Her lips curled in a pout of protest but she took the glass from me, took a big swig, paused for a moment as if to make sure she didn’t keel over straight away, and then swallowed. “Thank you.”
Fidgeting in my stance, I cleared my throat. “You should rest.”
“I’m fine. I just need to take deep breaths.” Then her eyes narrowed in suspicion as she straightened up again. “You’re not still trying to seduce me, are you?”
I wrinkled my nose in disdain. “Trust me. I’m definitely not.”
“Well, good.” She nodded approval before shrugging offhandedly. “I don’t think I can fall in love anyway. At least not like normal people do.”
I mocked, “Are you not ‘normal people’?”
“I’m a genius.” Her answer seemed like a reflex response.
Her response fell into the silence as I kept her gaze but she didn’t seem to want to look away.
A faint keening caught my ears.
I almost ignored it. But in the next moment, a tiny fragment of a spark flared from the work table.
Eyes widening, I didn’t stop to think before I lunged to grab Allie and hauled us both to the floor as a flash of light accompanied a BOOM!
I cocooned her in my arms as we landed on the floor with a hard thump.
Scrap paper, sawdust, and shards of glass pattered down like rain for a few long moments.
When the only sound around us had reverted to the lone ticking of my clock, Allie met my just-as-stunned gaze through the lingering smoke as she panted beneath me. None too casually, she blew her disheveled hair out of her face. “Holy crap, that was close.”
I pushed up on my arms above her. “What the hell was that?” I yelled in her face. “Are you working with explosives down here? Do you realize what could have happened if that had blown up in your face? What else are you even working on?”
Sitting up to dust herself off, Allie made a face. “Those were probably just the volatile chemicals I mixed by accident. What is the big deal? All experiments come with their own set of risks.”
Rage nearly burst out of my chest. The stupid, stubborn girl didn’t even realize what could have happened!

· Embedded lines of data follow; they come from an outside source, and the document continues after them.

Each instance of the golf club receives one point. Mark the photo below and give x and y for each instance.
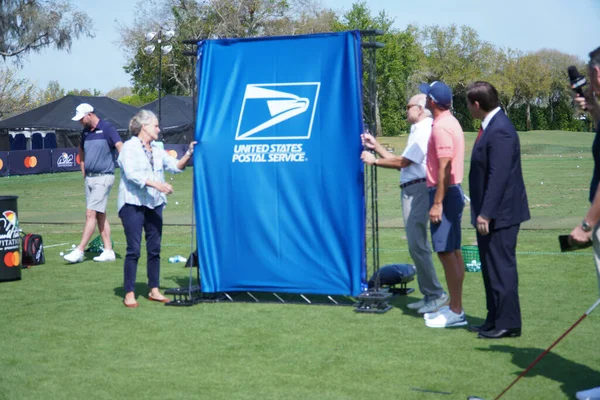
(543, 354)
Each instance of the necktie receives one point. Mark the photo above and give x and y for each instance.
(479, 134)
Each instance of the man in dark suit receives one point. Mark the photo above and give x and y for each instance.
(498, 207)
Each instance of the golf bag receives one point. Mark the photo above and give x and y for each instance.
(33, 250)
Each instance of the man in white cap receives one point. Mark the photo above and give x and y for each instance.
(99, 139)
(445, 165)
(415, 198)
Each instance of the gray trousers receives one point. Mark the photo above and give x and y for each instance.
(596, 242)
(415, 210)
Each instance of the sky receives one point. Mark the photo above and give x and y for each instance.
(570, 26)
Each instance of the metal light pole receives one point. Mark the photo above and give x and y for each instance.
(163, 35)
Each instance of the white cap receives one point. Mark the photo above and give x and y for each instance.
(82, 110)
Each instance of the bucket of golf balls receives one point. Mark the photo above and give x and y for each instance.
(471, 258)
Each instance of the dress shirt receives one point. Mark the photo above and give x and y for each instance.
(416, 151)
(136, 170)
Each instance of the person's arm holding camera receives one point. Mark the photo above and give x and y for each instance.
(582, 233)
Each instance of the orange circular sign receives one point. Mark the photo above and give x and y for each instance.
(30, 162)
(12, 259)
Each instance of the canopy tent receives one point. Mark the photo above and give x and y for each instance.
(177, 118)
(56, 116)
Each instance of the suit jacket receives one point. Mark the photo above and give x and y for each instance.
(496, 180)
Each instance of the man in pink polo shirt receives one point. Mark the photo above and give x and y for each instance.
(445, 165)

I jumped to straighten up with a growl. “This is totally unacceptable.”
I waved one hand, and in a blink, the condition of the cramped studio returned to its original state. A dusty boiler sat across a modest but neatly made bed in the sparsely furnished space, amidst the backdrop of the inner workings of the giant timepiece visibly moving in a mechanic rhythm in tune to the hollow echoes of the ticking clock, and all of Allie’s scribblings and whatever equipment she had lugged in there disappeared.
Allie threw up her arms in indignant complaint. “What the—? Where’s all my stuff?”
I moved to stalk away.
She called out after me, “Hey! I thought we agreed we were going to cooperate with each other?”
“By that, I meant I will come up with a plan and you will follow my instructions,” I corrected. “Did you forget I needed you alive?” I gave her another glare. “I can’t have you toying around with any of this dangerous science nonsense. I forbid it.”
“You forbid it?” Allie echoed in incredulity. “You’re such a jerk!”
Ignoring her attempt to give chase, I whirled on my heel and apparated away with a poof.